Lisa was buried in Glasgow and eventually the family returned to Scotland permanently.
Soon afterwards, Mrs Madill saw a TV interview with two bereaved mothers from Compassionate Friends and after contacting them became involved in the organisation.
She and her husband, Dave, have three adult children and two grandchildren.
Mrs Madill found her Christian faith and writing a book, One Step At A Time, also helped her to cope with her daughter’s death.
An occasional attender at the Inverness group meetings is Margaret who lost her 31-year-old son in a mountaineering accident about two-and-a-half years ago.
She went to her first meeting, accompanied by her husband, just 20 months after his death when her emotions were still very raw.
"It gives an opportunity for people to come together who are in a similar situation yet have very wide-ranging circumstances," said Margaret, who did not wish to give her full name.
"I think to be able to go along and have the support of other people is very important.
"You cannot describe the devastation, if you have not been through it. At the time, people say, ‘I can understand what you must feel,’ or ‘I know what it would be like, if I lost my son or my daughter.’

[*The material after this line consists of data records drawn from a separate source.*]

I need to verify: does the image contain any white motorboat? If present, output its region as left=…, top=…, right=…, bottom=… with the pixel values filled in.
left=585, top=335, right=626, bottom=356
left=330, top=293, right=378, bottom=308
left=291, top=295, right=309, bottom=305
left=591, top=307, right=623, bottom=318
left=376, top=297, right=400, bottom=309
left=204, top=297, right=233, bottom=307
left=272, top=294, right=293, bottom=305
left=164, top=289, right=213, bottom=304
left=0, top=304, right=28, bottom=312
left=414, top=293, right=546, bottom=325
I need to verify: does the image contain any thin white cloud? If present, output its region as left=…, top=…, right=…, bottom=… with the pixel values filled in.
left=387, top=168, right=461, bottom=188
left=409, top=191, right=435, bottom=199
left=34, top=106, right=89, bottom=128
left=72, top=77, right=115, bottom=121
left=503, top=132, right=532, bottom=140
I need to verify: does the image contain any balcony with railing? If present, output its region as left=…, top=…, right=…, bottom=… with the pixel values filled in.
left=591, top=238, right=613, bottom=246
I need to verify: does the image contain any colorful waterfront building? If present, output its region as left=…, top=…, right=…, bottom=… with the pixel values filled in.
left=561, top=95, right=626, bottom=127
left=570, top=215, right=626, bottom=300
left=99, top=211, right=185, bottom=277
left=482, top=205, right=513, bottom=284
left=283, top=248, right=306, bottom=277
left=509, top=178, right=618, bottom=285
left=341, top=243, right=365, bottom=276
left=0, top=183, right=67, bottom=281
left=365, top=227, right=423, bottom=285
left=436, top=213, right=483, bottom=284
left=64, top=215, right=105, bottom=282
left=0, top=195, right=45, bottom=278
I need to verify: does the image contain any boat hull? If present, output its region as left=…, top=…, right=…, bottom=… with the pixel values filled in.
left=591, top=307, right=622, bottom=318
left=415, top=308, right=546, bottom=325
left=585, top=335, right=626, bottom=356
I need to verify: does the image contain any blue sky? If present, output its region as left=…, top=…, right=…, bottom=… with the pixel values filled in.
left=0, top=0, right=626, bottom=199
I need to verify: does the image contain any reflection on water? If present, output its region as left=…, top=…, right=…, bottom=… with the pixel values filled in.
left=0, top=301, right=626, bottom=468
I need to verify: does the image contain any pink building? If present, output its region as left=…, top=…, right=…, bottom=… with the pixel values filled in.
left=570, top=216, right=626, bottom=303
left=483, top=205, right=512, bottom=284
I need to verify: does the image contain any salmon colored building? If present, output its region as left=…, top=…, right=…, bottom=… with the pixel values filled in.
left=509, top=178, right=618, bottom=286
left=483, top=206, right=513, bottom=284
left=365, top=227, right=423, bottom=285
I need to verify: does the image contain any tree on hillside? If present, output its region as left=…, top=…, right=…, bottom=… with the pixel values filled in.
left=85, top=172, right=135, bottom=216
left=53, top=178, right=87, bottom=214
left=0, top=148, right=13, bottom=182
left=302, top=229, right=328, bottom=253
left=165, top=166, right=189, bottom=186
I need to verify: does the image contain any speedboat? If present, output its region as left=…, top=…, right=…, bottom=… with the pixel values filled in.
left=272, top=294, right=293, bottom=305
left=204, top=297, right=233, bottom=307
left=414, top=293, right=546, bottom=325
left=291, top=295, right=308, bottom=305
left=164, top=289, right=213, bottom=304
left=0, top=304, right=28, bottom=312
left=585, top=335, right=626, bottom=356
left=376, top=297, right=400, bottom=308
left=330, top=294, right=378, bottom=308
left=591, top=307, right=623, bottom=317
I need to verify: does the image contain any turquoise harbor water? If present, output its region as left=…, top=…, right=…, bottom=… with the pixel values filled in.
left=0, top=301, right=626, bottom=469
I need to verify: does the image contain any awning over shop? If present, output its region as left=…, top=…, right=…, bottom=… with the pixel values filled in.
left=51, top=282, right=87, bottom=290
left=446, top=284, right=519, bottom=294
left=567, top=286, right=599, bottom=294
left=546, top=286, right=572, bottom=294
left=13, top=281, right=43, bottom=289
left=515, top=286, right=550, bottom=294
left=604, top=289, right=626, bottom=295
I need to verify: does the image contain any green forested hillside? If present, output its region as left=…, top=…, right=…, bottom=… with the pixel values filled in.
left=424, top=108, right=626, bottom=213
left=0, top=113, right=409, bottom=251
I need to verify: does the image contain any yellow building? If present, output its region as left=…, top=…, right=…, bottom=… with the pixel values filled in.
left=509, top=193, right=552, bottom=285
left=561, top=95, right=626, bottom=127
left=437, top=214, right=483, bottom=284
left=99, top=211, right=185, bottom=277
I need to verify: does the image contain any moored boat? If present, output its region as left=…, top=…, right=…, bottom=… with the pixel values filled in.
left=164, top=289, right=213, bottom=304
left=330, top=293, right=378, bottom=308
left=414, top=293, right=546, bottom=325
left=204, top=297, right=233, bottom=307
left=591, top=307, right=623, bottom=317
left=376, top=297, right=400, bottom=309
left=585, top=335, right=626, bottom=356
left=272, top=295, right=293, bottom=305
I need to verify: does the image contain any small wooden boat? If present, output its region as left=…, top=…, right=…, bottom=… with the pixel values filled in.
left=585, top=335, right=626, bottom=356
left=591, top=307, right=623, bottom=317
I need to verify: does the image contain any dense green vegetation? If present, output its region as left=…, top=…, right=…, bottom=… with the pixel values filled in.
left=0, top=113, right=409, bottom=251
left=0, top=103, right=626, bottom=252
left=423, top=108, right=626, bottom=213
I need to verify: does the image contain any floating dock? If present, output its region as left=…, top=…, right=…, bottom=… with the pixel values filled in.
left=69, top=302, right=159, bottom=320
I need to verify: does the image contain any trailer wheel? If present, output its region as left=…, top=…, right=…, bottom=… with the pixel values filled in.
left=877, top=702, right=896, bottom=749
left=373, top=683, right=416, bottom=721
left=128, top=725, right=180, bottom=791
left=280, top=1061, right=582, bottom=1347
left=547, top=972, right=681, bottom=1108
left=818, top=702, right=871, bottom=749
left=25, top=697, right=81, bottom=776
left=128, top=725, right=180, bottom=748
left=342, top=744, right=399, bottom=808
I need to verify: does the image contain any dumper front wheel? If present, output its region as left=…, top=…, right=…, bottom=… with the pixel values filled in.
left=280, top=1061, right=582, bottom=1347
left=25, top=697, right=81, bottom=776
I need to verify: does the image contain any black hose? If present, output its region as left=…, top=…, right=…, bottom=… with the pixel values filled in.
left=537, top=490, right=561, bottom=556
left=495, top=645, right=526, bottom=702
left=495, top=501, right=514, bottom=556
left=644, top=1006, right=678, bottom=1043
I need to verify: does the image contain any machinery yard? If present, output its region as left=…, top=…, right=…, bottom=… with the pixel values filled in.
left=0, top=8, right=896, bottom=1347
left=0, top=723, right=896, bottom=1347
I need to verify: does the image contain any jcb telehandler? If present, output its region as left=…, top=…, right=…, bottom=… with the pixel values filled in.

"But unless you have been through it, you cannot appreciate what people are feeling.
"In that respect, it is a very good group to be in because everyone has been through the same thing - whatever the reason, whatever the situation, it is the loss of a child."
She reflected that with her son’s circumstances, he died doing something he loved and speculated that it must be worse for parents who lose children after a long illness, or in a shooting incident.
"At the end of the day, you lose a child and it must be so much worse for other people," she said.
"It is as much about going to the group and being there as it is about hearing other people and their stories about their children as it is about you talking about your children."
The informal meetings usually involve a group discussion followed by chat and have a sandwich.
"I think it is good to have that opportunity to talk to other people in similar situations," she said.
"It is fine having your own family and friends to support you but after a while even they stop asking how you are and stop referring to your son whereas if you are going to something like this, you can talk openly about your child and know there are others in a similar situation."
She and her husband also cope with their loss by being active – they travel extensively, for example, and also walk their dogs.
But she had found it hurtful when people crossed the road to avoid speaking to her.
"It is much better to say something rather than avoiding people," she maintained. "I think sometimes people are not very good at talking because they don’t know what to say.
"I think there is an element that because it happened two-and-a-half years ago, they feel we have moved on. Because outwardly we are getting on with our lives, it makes them think we are all right.
"But this is something which is going to be with us forever. You never get over it. The pain gets less. Whether someone has been a part of your life for a few months, or 30-odd years, it will never go away."
The Inverness group of The Compassion Friends will meet again at the church hall in Celt Street on Thursday August 28 starting at 11.30am.